So, for me, 20 years as an MP is a rare privilege. It is a rare honour to be called to serve in Cabinet uniquely by four successive Presidents - one of whom is here with us today, former President Kgalema Motlanthe. Only two of us who were called to serve in the first Cabinet remain - my benchmate Jeff Radebe and I. So, mngani [friend], you are on your own from now. I want to thank the ANC, obviously, and the four successive Presidents for their trust.
For me the 20 years has been a true journey of discovery of myself, of my colleagues, of my comrades, of my country, of the world - a discovery of possibilities and boundaries and, where the boundaries exist, identifying them so that together we can push them back.
I know that I leave here wiser than when I came. But, in that frame and in that vein, I want to ask all of us whether we really use this Chamber, and whether we understand the value of this Chamber, this Assembly, in the lives of our people in the way that we should. I want to mention a few examples, and I know that the swan song speech is meant to be uncontroversial, but forgive me - I am me.
Did we do justice to using this podium to explain to our people, each one of them, the impact of the 2008 crisis on their lives on a continuous basis - not to score points, but to say to our people that our Constitution requires of us to operate in a particular way?
I watched with awe the hon Fubbs lead a process in the Portfolio Committee on Trade and Industry just recently. It was a very important discussion on the way in which our people are impoverished through unsecured lending. The question I ask myself repeatedly is whether that debate should not have been on the floor of this House before legislation, so that our people understand that they deploy us here - each one of us - to take seriously what is happening in their lives.
I watch in horror what is happening in the Central African Republic right now. And I say "horror" because those moments of great joy for us as a nation born in April 1994 were the toughest times in the life of the Rwandese people when they lived through their genocide. We didn't even notice it happen. Of course, matters relating to the Central African Republic have been on the floor of this House, regrettably for what appears to be point-scoring. As we speak today there is a pogrom in Bangui. As we speak, we must be conscious of the fact that virtually every Muslim who was a resident of Bangui has been driven out. And we as a people who care, who want a caring democracy for ourselves, cannot be blind to the suffering of other Africans.

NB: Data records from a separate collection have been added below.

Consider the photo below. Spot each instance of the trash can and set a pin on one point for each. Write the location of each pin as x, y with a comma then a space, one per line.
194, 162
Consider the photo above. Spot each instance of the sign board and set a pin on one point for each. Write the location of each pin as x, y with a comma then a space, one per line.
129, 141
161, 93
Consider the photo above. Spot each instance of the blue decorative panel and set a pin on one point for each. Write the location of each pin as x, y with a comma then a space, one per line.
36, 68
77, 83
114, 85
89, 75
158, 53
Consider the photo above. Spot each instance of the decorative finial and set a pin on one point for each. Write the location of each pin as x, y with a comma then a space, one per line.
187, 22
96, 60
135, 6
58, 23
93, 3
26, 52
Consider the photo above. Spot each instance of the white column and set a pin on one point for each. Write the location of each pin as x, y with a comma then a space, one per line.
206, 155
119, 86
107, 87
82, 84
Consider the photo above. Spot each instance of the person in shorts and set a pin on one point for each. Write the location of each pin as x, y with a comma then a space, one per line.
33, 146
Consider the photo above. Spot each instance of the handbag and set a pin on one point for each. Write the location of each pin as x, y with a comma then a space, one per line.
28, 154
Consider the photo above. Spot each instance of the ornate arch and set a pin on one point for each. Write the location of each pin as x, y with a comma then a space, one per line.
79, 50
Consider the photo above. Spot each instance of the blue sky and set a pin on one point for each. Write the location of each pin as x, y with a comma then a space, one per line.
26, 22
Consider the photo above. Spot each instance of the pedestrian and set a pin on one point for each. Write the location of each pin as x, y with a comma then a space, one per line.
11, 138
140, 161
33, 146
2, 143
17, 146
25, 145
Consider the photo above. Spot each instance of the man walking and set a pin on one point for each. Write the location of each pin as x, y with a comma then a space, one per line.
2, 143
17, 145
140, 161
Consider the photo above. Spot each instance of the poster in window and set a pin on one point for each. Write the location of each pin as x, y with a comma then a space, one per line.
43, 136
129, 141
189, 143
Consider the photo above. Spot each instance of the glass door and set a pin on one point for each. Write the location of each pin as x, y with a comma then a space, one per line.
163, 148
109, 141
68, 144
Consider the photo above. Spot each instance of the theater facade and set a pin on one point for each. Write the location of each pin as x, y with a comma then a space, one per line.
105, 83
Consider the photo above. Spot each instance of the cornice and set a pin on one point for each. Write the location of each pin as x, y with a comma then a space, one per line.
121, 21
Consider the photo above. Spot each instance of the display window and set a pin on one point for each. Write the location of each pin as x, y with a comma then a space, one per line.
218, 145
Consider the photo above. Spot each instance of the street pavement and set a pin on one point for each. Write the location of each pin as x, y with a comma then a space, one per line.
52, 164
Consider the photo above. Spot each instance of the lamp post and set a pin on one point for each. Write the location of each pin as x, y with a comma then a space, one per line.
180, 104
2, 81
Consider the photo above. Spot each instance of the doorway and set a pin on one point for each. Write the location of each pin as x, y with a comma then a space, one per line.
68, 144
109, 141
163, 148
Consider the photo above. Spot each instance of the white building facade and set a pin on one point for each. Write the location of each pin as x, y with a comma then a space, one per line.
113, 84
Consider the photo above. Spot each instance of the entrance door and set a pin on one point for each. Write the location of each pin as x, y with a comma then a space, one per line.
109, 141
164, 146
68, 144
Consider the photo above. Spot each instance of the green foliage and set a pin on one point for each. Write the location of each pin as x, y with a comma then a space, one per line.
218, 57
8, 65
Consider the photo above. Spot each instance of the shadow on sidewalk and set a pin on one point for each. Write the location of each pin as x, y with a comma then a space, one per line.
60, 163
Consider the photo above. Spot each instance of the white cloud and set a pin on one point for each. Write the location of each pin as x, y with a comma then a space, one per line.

The floor of this House is fundamentally important in building our value system so that our people will know that we care as Africans and that we care deeply as people. This is because when we were in need as a people struggling for democracy, everybody else demonstrated care for us. So, the floor of this House, I believe, needs to be used more extensively to persuade each other and persuade our people of the values of our Constitution and the values that our democracy requires of us. We must know that we do carry the hopes and aspirations of every African. We can't ever be blind to those responsibilities. So I ask, provocatively, whether we use the floor of Parliament sufficiently.
During the 20 years I have been a member here all manner of things have, of course, happened to me, Mr Speaker. You told me not to say that. Madiba asked me to be the first Leader of Government Business. I was pretty useless at that. Not many people remember. Fortunately, the hon Koos van der Merwe is not here, because the Thursday morning meetings were very difficult then.
I was also an individual who flew in a plane that didn't look good for any Member of Parliament, least of all anybody coming from the ANC. I was berated and teased and reprimanded by this House. Fortunately, those planes don't fly any more - I forget what they were called - and the temptation has been avoided.